Extraction of the first premolar followed by canine retraction into the extraction space is a common treatment in orthodontics. Molar rotation occurs when they are used as anchorage units for the canine distalization. The aim of this single-arm clinical trial was to evaluate the maxillary first molar rotation during maxillary canine retraction with elastic power chains and direct miniscrew anchorage.
The mean difference between pre-retraction and post-retraction molar rotation was 1.89° ± 0.6 which was statistically insignificant.
The use of miniscrews for direct anchorage can eliminate unwanted rotation of the maxillary first molars during canine retraction.
Class II, bimaxillary dentoalveolar protrusion and crowding are common malocclusions. The treatment often requires first premolar extraction with subsequent canine retraction.

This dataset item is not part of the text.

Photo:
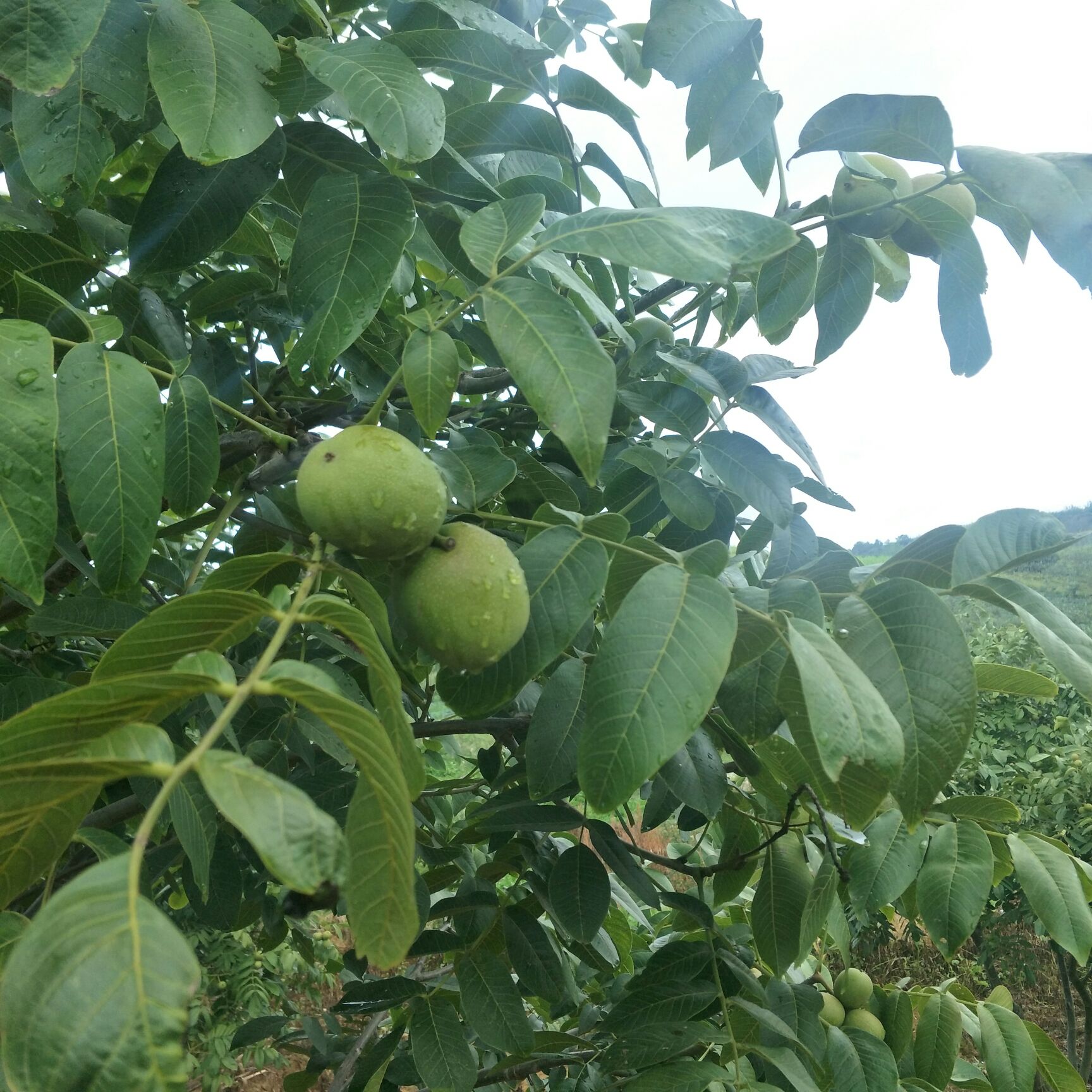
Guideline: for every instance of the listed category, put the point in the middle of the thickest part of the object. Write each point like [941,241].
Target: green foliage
[231,228]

Canine retraction can be performed with sliding and non-sliding mechanics. Most commonly sliding mechanics is achieved using power chains or nickel titanium coil springs which produce intermittent forces or continuous forces, respectively.
Power chains produced similar rates of retraction to nickel titanium coil springs, and have the added advantage of being easier to use and cheaper in cost (Mohammed et al. 2018).

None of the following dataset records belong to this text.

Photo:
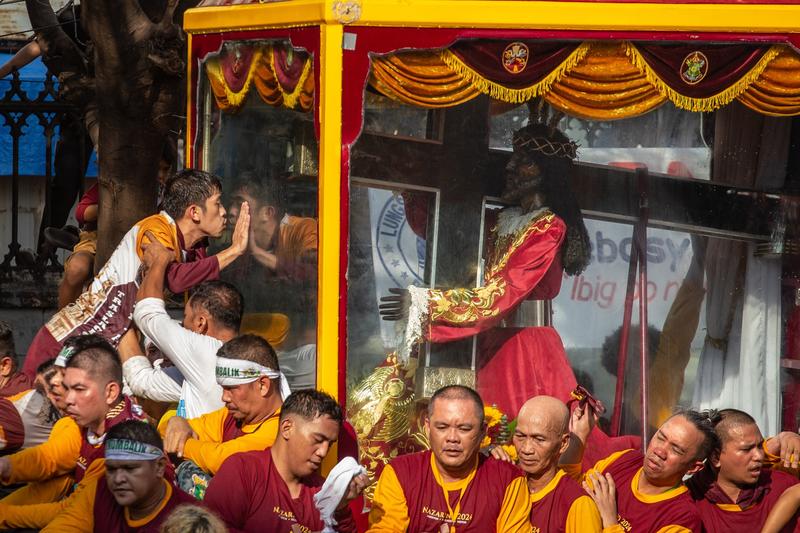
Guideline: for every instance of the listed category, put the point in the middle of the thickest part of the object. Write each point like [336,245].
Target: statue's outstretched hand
[395,307]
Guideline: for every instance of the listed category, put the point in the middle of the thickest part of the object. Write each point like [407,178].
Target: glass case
[559,200]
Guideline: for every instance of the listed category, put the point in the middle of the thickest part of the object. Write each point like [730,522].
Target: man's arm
[515,511]
[581,422]
[389,508]
[210,455]
[56,456]
[144,380]
[231,505]
[78,515]
[784,448]
[38,516]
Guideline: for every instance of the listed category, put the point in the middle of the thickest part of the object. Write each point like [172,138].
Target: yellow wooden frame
[333,16]
[748,18]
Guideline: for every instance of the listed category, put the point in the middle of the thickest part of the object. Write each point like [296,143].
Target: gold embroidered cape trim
[508,244]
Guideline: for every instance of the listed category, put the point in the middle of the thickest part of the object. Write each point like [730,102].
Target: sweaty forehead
[738,433]
[455,410]
[74,376]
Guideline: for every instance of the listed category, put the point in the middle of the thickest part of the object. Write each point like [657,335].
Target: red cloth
[113,316]
[195,268]
[480,505]
[486,57]
[515,364]
[261,500]
[678,510]
[90,197]
[19,382]
[527,266]
[550,513]
[43,348]
[110,516]
[122,411]
[726,65]
[755,502]
[12,430]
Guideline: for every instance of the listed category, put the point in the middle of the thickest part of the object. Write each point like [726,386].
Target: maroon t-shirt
[640,512]
[249,494]
[549,514]
[480,505]
[110,516]
[730,517]
[12,430]
[124,410]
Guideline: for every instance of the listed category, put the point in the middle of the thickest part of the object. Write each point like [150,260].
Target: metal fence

During canine retraction, tipping and rotation of the canines and first molars are common, if not controlled (Acar et al. 1999; Nightingale and Jones 2003).
The manner a tooth moves is dependent upon the nature of the force system. A force that does not pass through the center of resistance produces a rotational movement (Wahabuddin et al. 2015). Commonly, the first molars are used for anchorage control during canine retraction. The mesial force applied at the molar buccal surface leads to mesial tipping and mesio-palatal rotation of the crowns (Cousley and Sandler 2015; DiBiase 2015).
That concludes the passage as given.